EU Launches Satellite for New Navigation Program

PARIS -- The first satellite in the EU's Galileo satellite navigation program was launched from Kazakhstan on Wednesday, a major step forward for Europe's answer to the United States' Global Positioning System.

The test satellite, named "Giove A," took off from Baikonur Cosmodrome in Kazakhstan aboard a Soyuz rocket on schedule at 11:19 a.m. local time. After the launch amid clear skies, the satellite was released into orbit and began transmitting signals, scientists said.

Journalists monitored the liftoff through a linkup at the headquarters of the European Space Agency, or ESA, in Paris.

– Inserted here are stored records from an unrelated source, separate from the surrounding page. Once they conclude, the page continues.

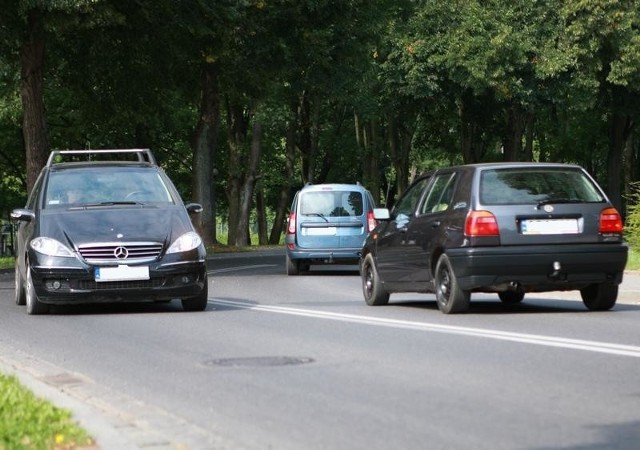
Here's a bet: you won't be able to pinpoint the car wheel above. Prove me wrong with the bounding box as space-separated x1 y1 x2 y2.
434 253 471 314
182 277 209 311
15 264 27 305
25 265 49 315
286 255 300 275
360 253 389 306
498 291 524 304
580 283 618 311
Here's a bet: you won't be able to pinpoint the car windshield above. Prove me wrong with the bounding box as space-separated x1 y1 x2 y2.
480 168 605 205
300 191 363 217
44 167 173 208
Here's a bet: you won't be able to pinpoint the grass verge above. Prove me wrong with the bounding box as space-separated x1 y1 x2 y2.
0 374 97 450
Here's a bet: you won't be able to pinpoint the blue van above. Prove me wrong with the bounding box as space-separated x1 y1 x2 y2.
285 184 377 275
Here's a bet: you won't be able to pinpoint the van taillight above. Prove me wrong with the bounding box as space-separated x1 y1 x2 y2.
287 213 296 234
600 208 624 233
367 211 377 233
464 211 500 237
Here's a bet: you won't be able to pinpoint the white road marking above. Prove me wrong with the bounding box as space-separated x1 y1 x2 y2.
207 264 277 274
209 299 640 358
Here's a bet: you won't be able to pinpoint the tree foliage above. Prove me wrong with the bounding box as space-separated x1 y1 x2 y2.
0 0 640 245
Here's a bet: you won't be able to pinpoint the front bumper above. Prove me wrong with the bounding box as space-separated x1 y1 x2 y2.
446 244 628 292
31 258 207 304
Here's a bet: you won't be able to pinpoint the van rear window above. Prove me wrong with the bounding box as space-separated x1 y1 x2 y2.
480 167 605 205
300 191 363 217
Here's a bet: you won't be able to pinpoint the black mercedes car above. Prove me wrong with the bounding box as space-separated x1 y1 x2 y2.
360 163 628 314
11 149 208 314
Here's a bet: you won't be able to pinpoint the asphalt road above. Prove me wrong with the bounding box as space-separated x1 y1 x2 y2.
0 253 640 450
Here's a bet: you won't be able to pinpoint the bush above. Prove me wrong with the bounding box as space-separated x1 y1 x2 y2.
624 181 640 250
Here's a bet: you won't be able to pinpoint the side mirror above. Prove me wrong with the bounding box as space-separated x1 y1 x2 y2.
184 203 202 214
11 208 36 222
373 208 391 220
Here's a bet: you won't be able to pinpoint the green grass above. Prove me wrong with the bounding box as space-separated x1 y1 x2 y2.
0 374 94 450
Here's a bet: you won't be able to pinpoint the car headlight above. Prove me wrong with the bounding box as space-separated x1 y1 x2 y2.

The 3.4 billion euro ($4 billion) Galileo project will eventually use about 30 satellites and end Europe's reliance on the GPS system, which is controlled by the U.S. military.

Last year, U.S. President George W. Bush ordered that plans be drawn up for temporarily disabling GPS satellites during times of national crisis to prevent terrorists from using the navigational technology.

Galileo is under civilian control. The European Space Agency says it will guarantee operation at all times, except in case of "the direst emergency." It also says users will be notified of any potential satellite problems within seconds.

"Galileo is made in Europe by Europeans," said ESA spokesman Franco Bonacina. "If the Americans want to scramble GPS, they can do it whenever they want."

Galileo will also be more exact than GPS, with precision of up to one meter, compared with five meters with GPS technology, Bonacina said. With Galileo, for example, rescue services will be able to tell ambulances which lane to use on a highway, he said.

The satellite launch was originally scheduled for Dec. 26 but was delayed because of a technical problem in the ground station network. In orbit, Giove A will test atomic clocks and navigation signals, secure Galileo's frequencies in space and allow scientists to monitor how radiation affects the craft.

Several more satellites will be launched by 2008 to complete the testing phase, which requires at least four satellites in orbit to guarantee an exact position and time anywhere on earth.

Three non-EU nations -- China, Israel and Ukraine -- have also signed on to the program set up by the European Commission and European Space Agency. Discussions are also under way with India, Morocco, South Korea, Norway and Argentina, the EU says.